Столь же характерно, сколь прискорбно, что в более поздней литературе о глухонемых детях нельзя найти ни одного отчета, где возникновение понимания символов было бы прослежено с ясностью, хотя бы приближающейся к той, которой отличаются приведенные отрывки из этой недостаточно оцененной книги. Энн Салливан была разумная и, пожалуй, даже гениальная женщина, и ей выпало редкое счастье обучать ребенка, у которого хотя и было нарушено чувственное восприятие, но не было нарушений других функций мозга – более того, несомненно особо одаренного ребенка. Было и другое счастливое обстоятельство: в то время еще не набрали силу догмы психологической школы, которая считает любое единичное наблюдение «анекдотическим» и любое эмоциональное участие антинаучным. Поэтому Энн Салливан, исполненная непосредственности и сердечной теплоты, вела себя педагогически правильно и сделала из своих успехов этологически правильные выводы. Ее мнения о том, как ребенок овладевает языком, очень близки к нашим представлениям о так называемых врожденных предрасположениях к обучению, вытекающим из исследований Эйбль-Эйбесфельдта, Гарсиа и других. Она говорит, например: «Ребенок является на свет со способностью к обучению и учится по собственному побуждению, если только имеются необходимые для этого внешние стимулы». В другом месте она говорит о Хелен: «Она учится, потому что не может иначе – точно так же, как птица учится летать». А птица имеет такую способность от рождения!

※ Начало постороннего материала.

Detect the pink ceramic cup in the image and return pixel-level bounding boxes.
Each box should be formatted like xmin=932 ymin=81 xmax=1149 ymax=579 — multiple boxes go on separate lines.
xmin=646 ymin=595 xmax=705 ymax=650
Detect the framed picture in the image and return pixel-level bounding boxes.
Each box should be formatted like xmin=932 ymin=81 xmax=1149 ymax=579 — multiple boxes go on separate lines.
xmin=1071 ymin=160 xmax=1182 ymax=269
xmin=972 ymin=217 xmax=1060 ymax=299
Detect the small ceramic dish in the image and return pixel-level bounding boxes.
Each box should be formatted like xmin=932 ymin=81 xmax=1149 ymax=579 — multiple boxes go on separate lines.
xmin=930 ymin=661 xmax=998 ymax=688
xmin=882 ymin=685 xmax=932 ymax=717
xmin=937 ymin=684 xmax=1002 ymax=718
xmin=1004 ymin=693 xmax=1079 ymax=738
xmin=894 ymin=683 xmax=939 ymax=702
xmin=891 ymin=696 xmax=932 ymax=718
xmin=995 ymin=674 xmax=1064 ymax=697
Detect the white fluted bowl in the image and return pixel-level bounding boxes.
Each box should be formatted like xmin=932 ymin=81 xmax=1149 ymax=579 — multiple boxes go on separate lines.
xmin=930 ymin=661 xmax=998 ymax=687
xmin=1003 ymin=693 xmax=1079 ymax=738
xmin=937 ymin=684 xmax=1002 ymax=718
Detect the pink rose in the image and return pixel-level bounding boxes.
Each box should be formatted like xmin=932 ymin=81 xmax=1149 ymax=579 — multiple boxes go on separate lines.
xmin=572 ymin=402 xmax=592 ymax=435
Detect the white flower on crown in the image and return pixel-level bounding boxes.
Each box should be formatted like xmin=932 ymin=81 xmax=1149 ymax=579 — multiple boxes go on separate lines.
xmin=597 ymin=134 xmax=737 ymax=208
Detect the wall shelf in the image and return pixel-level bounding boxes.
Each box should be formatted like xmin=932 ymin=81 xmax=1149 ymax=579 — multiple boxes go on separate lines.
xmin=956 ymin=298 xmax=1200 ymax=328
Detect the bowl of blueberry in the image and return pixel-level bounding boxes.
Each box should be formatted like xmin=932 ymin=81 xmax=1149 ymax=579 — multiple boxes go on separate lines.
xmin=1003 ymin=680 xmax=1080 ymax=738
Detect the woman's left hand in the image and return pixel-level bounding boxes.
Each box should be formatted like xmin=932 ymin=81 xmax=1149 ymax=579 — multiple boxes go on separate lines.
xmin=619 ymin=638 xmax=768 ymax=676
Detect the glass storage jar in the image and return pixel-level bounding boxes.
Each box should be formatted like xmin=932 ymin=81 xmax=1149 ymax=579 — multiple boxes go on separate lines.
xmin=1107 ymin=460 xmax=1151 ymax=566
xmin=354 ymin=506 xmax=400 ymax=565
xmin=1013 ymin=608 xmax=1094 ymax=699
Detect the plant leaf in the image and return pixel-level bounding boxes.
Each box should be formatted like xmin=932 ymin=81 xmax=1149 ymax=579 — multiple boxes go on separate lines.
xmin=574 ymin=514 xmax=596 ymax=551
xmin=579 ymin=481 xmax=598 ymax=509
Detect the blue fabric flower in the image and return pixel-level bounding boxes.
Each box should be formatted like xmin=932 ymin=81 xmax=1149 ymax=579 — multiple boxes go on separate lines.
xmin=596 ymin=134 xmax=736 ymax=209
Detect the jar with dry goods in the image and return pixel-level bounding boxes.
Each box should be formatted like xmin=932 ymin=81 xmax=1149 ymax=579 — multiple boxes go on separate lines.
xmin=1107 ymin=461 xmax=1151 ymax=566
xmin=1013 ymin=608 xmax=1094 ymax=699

Из исследований Ноама Хомского мы знаем, как высоко дифференцирован общечеловеческий врожденный аппарат понятийного мышления и как много его деталей закреплено наследственно (5). Мы не учимся думать, а выучиваем – точно так же, как словарь – символы вещей и отношений между ними, вкладывая выученное в ранее сформировавшуюся «несущую конструкцию», без которой мы не могли бы думать и вообще не были бы людьми. Вряд ли есть другие факты, так же ярко свидетельствующие о существовании этого врожденного аппарата понятийного мышления, построения и понимания символов, как те, которые просто и беспристрастно сообщает нам Энн Салливан.

Удивительная быстрота, с которой у Хелен Келлер развивалось понятийное мышление, показывает прежде всего, что при этом не строилось нечто ранее отсутствовавшее, а лишь приводилось в действие нечто уже существовавшее и ожидавшее включения. Уже в тот день, когда началось обучение, она осмысленно передает обратно сообщенные ей символы. Через 14 дней Хелен пытается передать буквенное сообщение собаке; еще через 11 дней в ее распоряжении уже больше тридцати буквенных сигналов, четырьмя из которых она овладела, задавая вопросы; через 5 дней после этого она внезапно постигает различие между существительным и глаголом и знает с тех пор, что каждая вещь и каждое действие как-то «называются». 19 дней спустя Хелен образует предложения: когда она хочет дать своей новорожденной сестренке твердые конфеты и ей этого не позволяют, она передает по буквам: «Baby eat no» ["Бэби есть нет" (англ.)]. И затем: «Baby teath no, baby eat no» ["Бэби зубы нет, бэби есть нет" (англ.)]. Еще через 14 дней Хелен использует союз «и». Ей велят закрыть дверь, а она спонтанно прибавляет: «and lock» — и запереть. В тот же день она обнаруживает новорожденных щенков своей собаки и сообщает по буквам взрослым, которые об их появлении еще не знают: «baby dog» ["Бэби-собака" (англ.)]. Потом, основательно обласкав и ощупав щенков, высказывает: «Eyes shut, sleep no» ["Глаза закрыты, спать нет" (англ.)]. Кроме того, в тот же самый день она овладевает наречием «very» ["Очень" (англ.)].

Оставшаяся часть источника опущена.